Sunday, January 05, 2020

The Wikipedia Entry on NP-Intermediary Problems lists one of mine! I'm not bragging about it.

I recently needed to look at what NP problems were possibly intermediary (neither in P nor NP-complete). So I went to Wikipedia and found this.

They had many problems, though some I had never heard of. Those that I had never heard of

should they be on the list?

That is, are they natural? That is hard to define rigorously, but I will take you through my train of thought as I read the first few:

Factoring Integers. Yes, quite possibly intermediary: If  its NPC then PH collapses, and, at least so far, does not seem to be in P.  (the NPC--> PH collapse result: We take

FACT = { (n,x) : n has a nontrivial factor ≤ x }

FACT is clearly in NP:
a complete factorization of n provides evidence that some nontrivial factor is \le x.

FACT is clearly in coNP:
a complete factorization of n provides evidence that no nontrivial factor is \le x

so if FACT is NP-complete then SAT is in coNP.

Factoring is clearly an important and well studied problem. It even has its own Wikipedia entry!

Discrete Log. Similar to Factoring. And it is also an important and well studied problem. It even has its own Wikipedia Entry!

Isomorphism Problems They list Group and Ring isomorphism. They don't list Graph, which is odd. (ADDED LATER- my bad, they do mention Graph Isom in the section on Graph Algorithms) Anyway, if Graph Isom is NPC then PH collapses, and, at least so far, there is no algorithm for Graph Isom in P. (I do not think it is know if Group Isom NPC means PH collapses, or if Ring Isom NPC means PH collapses---if you know of such a proof leave a comment and a pointer to it.)

Graph Isomorphism is a well studied problem and seems important and natural (I don't know if Graph Isomorphism has any real applications they way that factoring and DL do).  It even has its own Wikipedia entry! Group and Ring Isomorphism also seem important and natural. And they have their own Wikipedia entry!

Numbers in Boxes Problem My first reaction-Gee, whats that? For the Factoring, DL, and Isomorphism they did not define the problem-- they gave pointers to the Wikipedia entries on them. For this one there was no Wikipedia entry. There was one reference. I went to it. It was a blog entry of mine! Here it is: here, and to save you time I'll say what it is:

{ (1n,1k) : you can partition 1,...,n into k boxes so that no box has x,y,z with x + y = z }

Is this problem important?
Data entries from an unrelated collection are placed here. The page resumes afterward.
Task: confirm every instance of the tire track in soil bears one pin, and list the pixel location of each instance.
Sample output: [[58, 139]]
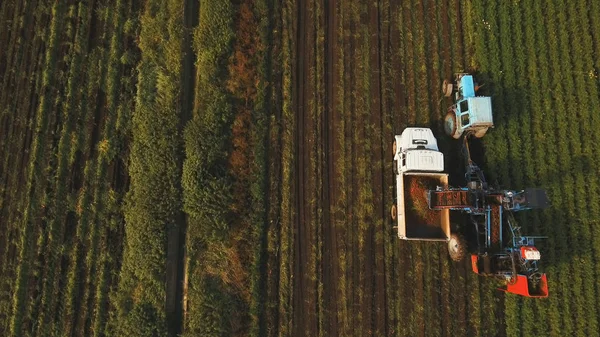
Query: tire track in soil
[[379, 304], [304, 288], [329, 265]]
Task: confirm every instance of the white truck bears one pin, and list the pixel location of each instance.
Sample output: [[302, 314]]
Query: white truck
[[418, 168]]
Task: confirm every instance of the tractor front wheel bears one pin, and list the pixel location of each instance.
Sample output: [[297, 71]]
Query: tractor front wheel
[[450, 124], [447, 88], [457, 247], [394, 212]]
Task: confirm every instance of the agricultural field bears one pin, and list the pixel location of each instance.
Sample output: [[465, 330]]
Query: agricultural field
[[224, 168]]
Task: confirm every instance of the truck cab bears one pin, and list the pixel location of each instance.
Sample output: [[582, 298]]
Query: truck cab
[[416, 150], [469, 113]]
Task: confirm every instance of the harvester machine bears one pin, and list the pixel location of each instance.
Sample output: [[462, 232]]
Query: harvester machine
[[499, 250]]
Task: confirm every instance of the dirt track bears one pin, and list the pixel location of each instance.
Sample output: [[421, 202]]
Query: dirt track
[[356, 82]]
Does it exist anywhere outside of my blog entry? Yes--- a special case of it was in Dr. Ecco's Cyperpuzzles by Dennis Shasha (note- Dennis was a classmate of mine in graduate school at Harvard). I think the case was to try to partition {1,...,100} as best you can. Actually I first saw the case of the problem in his book and then generalized it.

The problem is sparse so if it was NP-complete then P = NP, very good evidence that its not NPC. And its been studied for thousands of years, with people looking for poly time algorithms (I think Pythagoras studied it) without success, so its almost surely not in P. OR that last sentence was complete nonsense. Indeed, I don't think anyone has studied the problem computationally, or, for that matter, at all. So the evidence that its not in P is... sparse.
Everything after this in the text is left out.